Edinilen bilgiye göre, İklim Şurası’nda alınan kararların hayata geçirilmesi için çalışmalar başlatıldı. Şura’da sunulan raporlar, dünyayı bekleyen gelecek ve Türkiye’nin yeşil dönüşümü hızlandırması gerektiğine ilişkin verileri ortaya koydu. Toplantıda, ortaya konulan verileri değerlendiren, TBMM Sanayi Komisyonu Başkanı Ziya Altunyaldız şunları söyledi:

MALİYETİ 4 MİLYAR EURO

“Dönüşüme ayak uydurursak fırsatları avantaja çeviririz, ayak uyduramamanın maliyeti ise 4 milyar . İklim değişikliğiyle ve küresel ısınmayla mücadelede hayata geçirmemiz gereken yeşil dönüşüm süreci aslında önümüzde fırsatları ve tehditleri beraber sunuyor. Tüm dünyada hızla şekillenen yeşil dönüşüm sürecine ayak uyduran üreticilerimiz ve ihracatçılarımız, söz konusu pazarlardaki rekabetçi gücünü artıracaklar.”

ANA BAŞLIKLAR

Yeşil dönüşüm ve yeşil kalkınma raporlarında, 2050 yılına kadar sıfır emisyon kararının hayata geçirilmesi, afetlerin önlenmemesi durumunda 2050 yılındaki maliyetin 23 trilyon liraya çıkacağı ve denizlerin yükselmesinin 100 milyon insanı etkileyeceğine ilişkin değerdirmeler yer aldı. Ana başlıklar şöyle :

TÜRKİYE’Yİ BEKLEYENLER

“Türkiye’de ilk kez düzenlenen İklim Şurası ile birlikte tüm paydaşların katılımcı değerlendirmeleriyle birlikte 7 başlıkta 76’sı öncelikli olmak üzere 217 tavsiye kararı, ülkemizin iklim değişikliğiyle mücadeledeki yol haritasını belirleyecek. İklim değişikliğinin zararları artık önlenemez boyutlara ulaşıyor, tüm dünyanın etkili adımları bir an önce hayata geçirmesi gerekmektedir.

MASADAKİ SORUN

Küresel ısınmanın yarattığı etkiyle birlikte deniz seviyesinin yükselmesi çok kısa bir sürede 100 milyon insanın yaşam alanlarının su altında kalmasına sebep olacak. Bu yüzyılın sonuna kadar sadece İstanbul ve İzmir’de 300 bin kişi daha doğrudan taşkın riskiyle karşı karşıya kalacak. Ülkemiz, 2000’li yıllarda yılda ortalama 146 doğal afet yaşanırken sadece 2020 yılında 984 doğal afet ile mücadele etmek zorunda kaldı. Son 30 yılda ülkemizde sel felaketlerinin sayısı 10 kat arttı. Eğer iklim krizine dur demezsek 2050 yılına kadar afetlerin dünya ekonomisine maliyeti 23 trilyon dolara kadar yükselecek.

ÖNEMLİ KARARLAR

‘Kirleten öder’ ilkesiyle, çevrenin tahribatına sebep olan kim ise sorumluluğunun da üstlenilmesi ve ağır yaptırımlar ile cezalandırılması gerekmektedir. Ekolojik dengeye yönelik tehditler ‘çevre suçu’ olarak nitelendirilerek ülkelerin mevzuatlarına dahil edilmelidir. Türkiye’nin de katıldığı İskoçya’daki COP26 Zirvesi’nde, küresel ekonominin yüzde 90’ını oluşturan ülkeler, 2050 yılına kadar net sıfır emisyon taahhüdü verdiler.

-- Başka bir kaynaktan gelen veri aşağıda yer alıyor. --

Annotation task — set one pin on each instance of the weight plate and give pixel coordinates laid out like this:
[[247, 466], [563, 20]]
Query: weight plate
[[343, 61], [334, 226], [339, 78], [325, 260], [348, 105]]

YENİ DÖNEMİN CAZİBE MERKEZİ

TÜRKİYE, küresel yeşil dönüşüm ve sürdürülebilir kalkınma süreciyle birlikte, ticarette, enerjide, sanayide ve üretim süreçlerinde, yatırımlarda ve daha birçok alanda köklü bir dönüşüm potansiyeli ile yeni dönemin en önemli üretim merkezi adayı olabilir. Yeşil Mutabakatı kararlı bir şekilde yürürlüğe koymakta kararlı Avrupa’ya olan yakınlığımız, güçlü üretim kabiliyetlerimiz, işgücü potansiyelimiz, adaptasyon hızımız, salgınla beraber küresel tedarik zincirlerindeki kayma bizi yeni dönemin cazibe merkezi haline getirebilir.